The trick is they have to pass that point along. Face to face. Having a gentle, caring explanation session is nowhere near as fun as having a rip-roaring pub argument, but it's much more necessary.
The web is where you go when you've already seen what has happened in the first two acts. When you understand what inequality means, and how it's hurting all of us. This is the place to thrash out the finer points of your own personal feminism. It's fine to have an argument about Photoshop, or whether #SolidarityIsForWhiteWomen once you've already digested the message that we're not just fighting with each other, we're also fighting something bigger, and meaner and much more important.
You're not going to get that message from us. That's not what we're here for. You're going to get it from people you love and trust. From people who care enough to probe, and ask questions, and gently bring forth consciousness. You're going to get it from people who are willing to explain that it's okay to disagree, not from people who are literally disagreeing with you right now.
It's fine to write an article about how upsetting Women Against Feminism is. But when you do, you're preaching to the converted. The trick is to draw attention to sexism in your everyday life, not just online.
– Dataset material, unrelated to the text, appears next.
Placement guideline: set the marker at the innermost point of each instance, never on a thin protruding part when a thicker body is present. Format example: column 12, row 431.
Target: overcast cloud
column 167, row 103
To have the kind of conversations that mean that your niece, or your little brother's girlfriend, or your daughter will never end up on that website. The kind of conversations that mean their friends won't either.
Feminism has a marketing problem. But we can fix it. We can make sure that the first time someone encounters feminism, it's attached to a friendly, human face. When they're very, very young. We can make sure as many people as possible get to that third act with us. That they know why the gun went off.
That way, years later, when everyone is shouting, they'll remember that on some level, we're all shouting for the same outcome.